其中有兩個正在點餐區排隊的女學生興奮地議論了起來,盡管克制了聲音,卻還是讓陸雪銘感受到了火熱的目光。
以前林驍不主動的時候,陸雪銘就會在外面做情侶間會做的事來證明林驍是自己的。可現在林驍主動了,他又有點不適應。
但他還是張嘴吃了那口冰淇淋,然后拉著林驍頭也不回地出去了。
回到車裏后,林驍把他壓在椅背上,又把他吻到了幾乎快失控的程度。
摸著他紅彤彤的臉蛋,林驍的聲音都有些啞了:“以前我怎么就沒發現你這么容易害羞?”
自從吃了那口冰淇淋后,陸雪銘的臉就紅到了現在。他也去摸自己的臉,道:“還不都是你害的,在那種地方餵什么。”
林驍又在他唇上舔了一下,看他的睫毛顫了顫,便笑道:“以前你不是最喜歡拉著我在外面秀恩愛?怎么?原來你是紙老虎啊?”
這家伙一臉調笑自己的樣子,陸雪銘惱得捶了他肩膀一下:“開車啦,再不吃冰淇淋要化了。”
車裏回蕩著林驍爽朗的笑聲,陸雪銘拿起冰淇淋碗,都不敢去看旁邊的人,目光就盯著窗外。
林驍也沒再逗他了,等車子開到市郊的郊野公園時他才反應過來,問道:“你要逛公園?”
現在是盛夏的午后,外面的氣溫有36度。即便是綠蔭環繞的公園,游人也是裊裊無幾的。林驍拉著他下車,從后座拿出一把遮陽傘撐著,道:“走吧,陪我去還愿。”
他沒聽明白:“什么還愿?”
林驍牽著他的手往公園大門走:“之前被夏禾拉到這裏找插畫的創作靈感,他說這邊有座寺廟很靈驗,要我也拜拜。
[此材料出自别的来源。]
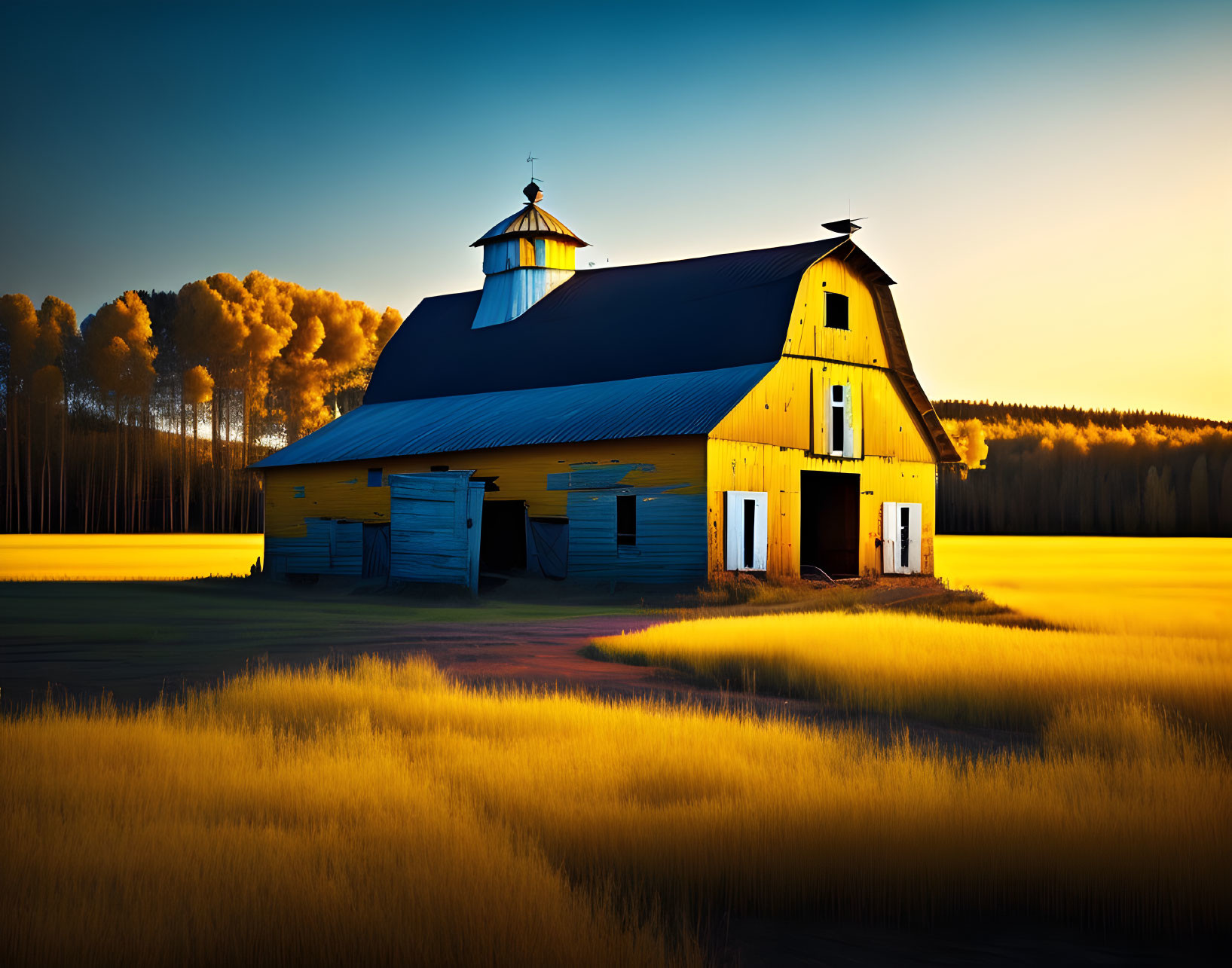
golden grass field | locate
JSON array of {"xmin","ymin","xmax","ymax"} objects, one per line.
[
  {"xmin": 0, "ymin": 539, "xmax": 1232, "ymax": 964},
  {"xmin": 0, "ymin": 660, "xmax": 1232, "ymax": 964},
  {"xmin": 595, "ymin": 537, "xmax": 1232, "ymax": 741},
  {"xmin": 937, "ymin": 535, "xmax": 1232, "ymax": 639},
  {"xmin": 0, "ymin": 535, "xmax": 265, "ymax": 582}
]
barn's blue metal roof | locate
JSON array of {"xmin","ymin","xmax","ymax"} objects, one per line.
[
  {"xmin": 252, "ymin": 361, "xmax": 774, "ymax": 469},
  {"xmin": 363, "ymin": 239, "xmax": 867, "ymax": 404}
]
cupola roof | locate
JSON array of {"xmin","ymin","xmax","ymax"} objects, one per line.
[{"xmin": 471, "ymin": 189, "xmax": 589, "ymax": 249}]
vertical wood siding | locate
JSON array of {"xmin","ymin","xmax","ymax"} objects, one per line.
[
  {"xmin": 569, "ymin": 487, "xmax": 706, "ymax": 582},
  {"xmin": 265, "ymin": 436, "xmax": 706, "ymax": 582},
  {"xmin": 706, "ymin": 252, "xmax": 937, "ymax": 576},
  {"xmin": 706, "ymin": 440, "xmax": 937, "ymax": 576},
  {"xmin": 265, "ymin": 518, "xmax": 363, "ymax": 576}
]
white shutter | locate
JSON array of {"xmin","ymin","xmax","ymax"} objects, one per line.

”
陸雪銘驚訝地看著林驍:“你不是從來不信這些的?”
林驍笑道:“以前是不信,現在信了。”
“那你求了什么?”陸雪銘好奇道。
林驍捏了捏他的手指:“等到了你就知道了。”
他倆走了一小段,到觀光車的上客點后就坐上了車。夏日的午后炎熱,好在郊野公園裏到處都是樹蔭,陸雪銘靠在椅背上,看著兩旁綠竹林立,沙沙的聲響帶來了清爽的夏風,感覺還是很愜意的。
等喇叭提示到了西子廟時,林驍拉著他下車了。
同時下車的還有另外兩對年輕情侶,看行進的方向,目的是一致的。
林驍一手撐傘,一手摟著陸雪銘的腰,跟在那兩對情侶后面往一側的山路走去。
這裏的山路是人為修建過的,青石路比較平整,走起來不費力。陸雪銘的身體剛恢覆,林驍怕他累就走走停停,等到他們看到西子廟的時候,前面那兩對情侶已經往回走了。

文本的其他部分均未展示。